A stray cigarette nearly ended in disaster June 1.
A smouldering cigarette butt, discarded in the loading zone beside the Snug Cove General Store, sent a nearby bush into flames, and risked jumping to the store and homes that were mere feet away.
General Store manager Nancy Lee was at the front counter at time. “I could smell something burning, but we’d had some work done on our compressors – I went out and couldn’t see anything,” she said.
She’d just made it back to the counter when local volunteer firefighter Eric Michener came running into the store and said there was a fire.
People in the baseball diamond beside the store had already spotted the reportedly tall flames and called 911.
Customers, bystanders and staff raced out to put out the fire. Lee estimates they had twelve people out there, just trying to save the store.
The fire was out before the fire truck even arrived, but locals were still shaken by the experience.
“It could have been catastrophic,” said Lee. “Had it been an hour later, it would have been a different story.” The fire happened at about 4:45 p.m., an hour later the loading doors to the alleyway would’ve been locked, and the impromptu fire brigade wouldn’t have been able to react with the speed necessary to put out the fire.
Fire season’s come early
An unusually dry May has prompted warnings to be fire aware.

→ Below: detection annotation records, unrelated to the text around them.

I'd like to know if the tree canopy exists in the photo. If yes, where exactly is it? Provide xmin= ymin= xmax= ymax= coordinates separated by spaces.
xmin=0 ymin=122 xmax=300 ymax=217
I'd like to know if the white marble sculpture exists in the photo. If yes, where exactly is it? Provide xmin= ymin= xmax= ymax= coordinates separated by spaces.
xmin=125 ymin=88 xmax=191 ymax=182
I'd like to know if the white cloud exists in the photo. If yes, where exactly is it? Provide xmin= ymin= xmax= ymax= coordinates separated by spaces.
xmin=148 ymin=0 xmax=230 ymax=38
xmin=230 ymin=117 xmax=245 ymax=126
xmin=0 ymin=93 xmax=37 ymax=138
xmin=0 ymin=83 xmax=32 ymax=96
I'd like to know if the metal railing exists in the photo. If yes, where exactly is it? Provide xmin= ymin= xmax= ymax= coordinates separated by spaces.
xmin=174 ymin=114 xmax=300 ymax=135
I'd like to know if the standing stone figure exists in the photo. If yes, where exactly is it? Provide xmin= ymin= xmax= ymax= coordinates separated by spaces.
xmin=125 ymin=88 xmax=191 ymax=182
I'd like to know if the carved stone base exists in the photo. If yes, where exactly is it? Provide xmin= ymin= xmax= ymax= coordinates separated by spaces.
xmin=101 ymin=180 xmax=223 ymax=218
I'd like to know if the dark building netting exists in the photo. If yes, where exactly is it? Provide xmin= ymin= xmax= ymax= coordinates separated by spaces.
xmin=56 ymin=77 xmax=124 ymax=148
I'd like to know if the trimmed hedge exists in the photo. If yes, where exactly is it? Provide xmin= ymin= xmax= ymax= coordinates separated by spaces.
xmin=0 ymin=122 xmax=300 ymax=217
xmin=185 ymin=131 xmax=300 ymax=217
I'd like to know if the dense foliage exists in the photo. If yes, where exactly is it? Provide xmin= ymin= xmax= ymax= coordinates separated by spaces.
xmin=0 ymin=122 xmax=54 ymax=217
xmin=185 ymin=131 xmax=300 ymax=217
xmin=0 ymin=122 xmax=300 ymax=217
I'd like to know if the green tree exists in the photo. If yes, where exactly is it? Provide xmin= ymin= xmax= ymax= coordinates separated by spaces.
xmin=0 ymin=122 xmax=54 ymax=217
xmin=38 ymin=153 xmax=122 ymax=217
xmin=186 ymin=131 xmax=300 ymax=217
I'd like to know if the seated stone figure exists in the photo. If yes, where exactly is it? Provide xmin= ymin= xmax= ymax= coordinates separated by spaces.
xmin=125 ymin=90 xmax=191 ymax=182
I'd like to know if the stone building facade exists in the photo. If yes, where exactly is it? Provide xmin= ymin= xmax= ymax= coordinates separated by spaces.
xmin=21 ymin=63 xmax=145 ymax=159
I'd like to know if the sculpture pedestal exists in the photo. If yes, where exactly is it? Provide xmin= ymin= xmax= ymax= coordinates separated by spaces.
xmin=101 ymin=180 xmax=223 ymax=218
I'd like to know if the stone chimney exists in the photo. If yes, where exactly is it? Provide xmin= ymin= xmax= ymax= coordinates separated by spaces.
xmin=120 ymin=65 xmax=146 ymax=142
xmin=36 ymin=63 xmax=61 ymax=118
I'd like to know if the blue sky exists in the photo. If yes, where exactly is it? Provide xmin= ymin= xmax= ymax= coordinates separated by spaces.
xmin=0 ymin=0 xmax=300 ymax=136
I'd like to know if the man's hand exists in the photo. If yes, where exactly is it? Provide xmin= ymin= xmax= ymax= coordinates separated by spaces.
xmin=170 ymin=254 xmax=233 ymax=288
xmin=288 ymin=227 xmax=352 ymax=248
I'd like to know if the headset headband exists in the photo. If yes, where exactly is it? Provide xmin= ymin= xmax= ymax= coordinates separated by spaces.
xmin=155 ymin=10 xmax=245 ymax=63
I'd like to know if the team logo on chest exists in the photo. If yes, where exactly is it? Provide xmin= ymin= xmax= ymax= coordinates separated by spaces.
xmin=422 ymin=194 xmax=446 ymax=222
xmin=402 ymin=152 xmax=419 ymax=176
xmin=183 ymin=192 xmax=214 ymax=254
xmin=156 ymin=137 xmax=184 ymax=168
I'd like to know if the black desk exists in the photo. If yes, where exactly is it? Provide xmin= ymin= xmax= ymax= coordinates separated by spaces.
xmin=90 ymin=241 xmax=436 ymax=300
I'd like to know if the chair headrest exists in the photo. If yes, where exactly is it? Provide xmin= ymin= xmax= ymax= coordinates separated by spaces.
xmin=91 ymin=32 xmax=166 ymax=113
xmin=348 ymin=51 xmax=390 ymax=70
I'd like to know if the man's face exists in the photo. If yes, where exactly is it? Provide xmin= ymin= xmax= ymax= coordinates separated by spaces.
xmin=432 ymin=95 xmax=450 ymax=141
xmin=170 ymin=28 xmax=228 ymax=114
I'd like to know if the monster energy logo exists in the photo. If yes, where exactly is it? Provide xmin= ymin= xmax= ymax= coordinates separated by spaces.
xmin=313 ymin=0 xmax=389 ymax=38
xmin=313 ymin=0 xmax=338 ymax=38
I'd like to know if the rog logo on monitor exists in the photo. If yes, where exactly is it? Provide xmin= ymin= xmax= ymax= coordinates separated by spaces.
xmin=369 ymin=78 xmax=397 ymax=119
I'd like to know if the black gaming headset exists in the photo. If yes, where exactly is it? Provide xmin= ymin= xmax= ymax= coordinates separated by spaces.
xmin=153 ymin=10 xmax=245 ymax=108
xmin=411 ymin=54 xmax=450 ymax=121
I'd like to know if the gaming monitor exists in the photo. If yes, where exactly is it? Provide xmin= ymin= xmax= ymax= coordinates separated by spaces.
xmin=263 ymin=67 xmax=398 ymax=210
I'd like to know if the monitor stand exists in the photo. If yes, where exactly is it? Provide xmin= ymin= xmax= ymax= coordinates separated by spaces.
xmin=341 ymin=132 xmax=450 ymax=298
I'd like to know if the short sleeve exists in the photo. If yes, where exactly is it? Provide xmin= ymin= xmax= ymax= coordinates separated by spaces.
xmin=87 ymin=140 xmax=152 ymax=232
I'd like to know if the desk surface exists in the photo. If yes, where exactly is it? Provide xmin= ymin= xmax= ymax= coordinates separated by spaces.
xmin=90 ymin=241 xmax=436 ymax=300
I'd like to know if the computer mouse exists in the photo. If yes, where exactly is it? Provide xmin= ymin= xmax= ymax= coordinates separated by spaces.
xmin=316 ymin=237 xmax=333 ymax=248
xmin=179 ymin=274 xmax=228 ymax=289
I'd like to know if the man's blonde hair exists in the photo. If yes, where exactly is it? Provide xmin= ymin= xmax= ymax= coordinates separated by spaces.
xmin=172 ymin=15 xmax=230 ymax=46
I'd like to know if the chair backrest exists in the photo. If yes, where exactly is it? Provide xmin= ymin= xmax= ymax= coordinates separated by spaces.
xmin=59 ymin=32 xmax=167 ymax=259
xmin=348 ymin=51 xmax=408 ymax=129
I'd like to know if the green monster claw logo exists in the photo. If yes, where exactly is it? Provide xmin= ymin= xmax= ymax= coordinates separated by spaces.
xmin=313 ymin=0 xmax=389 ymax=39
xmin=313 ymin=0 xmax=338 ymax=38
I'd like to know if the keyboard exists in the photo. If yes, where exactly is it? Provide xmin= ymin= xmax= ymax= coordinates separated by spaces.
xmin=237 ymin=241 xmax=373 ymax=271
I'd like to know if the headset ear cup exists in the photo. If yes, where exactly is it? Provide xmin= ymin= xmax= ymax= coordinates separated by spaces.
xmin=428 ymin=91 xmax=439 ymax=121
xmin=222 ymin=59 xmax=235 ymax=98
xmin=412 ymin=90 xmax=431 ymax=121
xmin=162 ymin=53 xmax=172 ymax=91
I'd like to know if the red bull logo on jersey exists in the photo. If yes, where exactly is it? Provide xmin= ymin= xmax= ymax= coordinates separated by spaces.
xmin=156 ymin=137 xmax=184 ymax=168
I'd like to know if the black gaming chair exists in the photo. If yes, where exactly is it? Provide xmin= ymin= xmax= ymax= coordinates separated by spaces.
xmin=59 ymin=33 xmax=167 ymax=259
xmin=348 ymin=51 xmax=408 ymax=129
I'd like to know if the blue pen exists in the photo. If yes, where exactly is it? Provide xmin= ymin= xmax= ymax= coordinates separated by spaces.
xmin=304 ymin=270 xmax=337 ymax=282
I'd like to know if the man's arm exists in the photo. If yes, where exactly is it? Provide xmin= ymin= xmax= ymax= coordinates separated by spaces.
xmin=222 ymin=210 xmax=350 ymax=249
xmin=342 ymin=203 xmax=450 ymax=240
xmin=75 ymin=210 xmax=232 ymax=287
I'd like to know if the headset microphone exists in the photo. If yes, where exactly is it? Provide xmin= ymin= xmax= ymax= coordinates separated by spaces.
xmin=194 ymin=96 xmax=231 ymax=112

“We’re a month ahead of where we usually are when it comes to dryness,” says Fire Chief Ian Thompson.
When Thompson gets back from a firefighters conference in Victoria this week, the fire warning on-island will be switched to high, which means no campfires in public fire rings and pits, though residents can still apply for permits for backyard campfires. Under Metro Vancouver regulations, at high fire warning there’s no smoking permitted on trails, but Crippen Park’s fire danger rating is still listed as moderate.
This doesn’t mean people can be blasé about cigarettes and campfires.
Thompson said that in May alone the fire department received four calls, which is more calls than usual. Two of these calls were to campfires that weren’t totally extinguished – one on Mt. Collins and one at Seymour Bay.
Irresponsible smokers also worry Thompson, “You still see people discarding cigarettes out the car windows,” he said. “People have to be smart and safe.”
A gift for the heart
Now that the ashes have settled, the General Store is looking to thank the community for saving the business.
“If it wasn’t for our customers we wouldn’t be here,” said general manager Nancy Lee.
As a gift to the community, the store will be buying a defibrillator for the front of the building.
“We just want to express thanks and gratitude,” said Lee.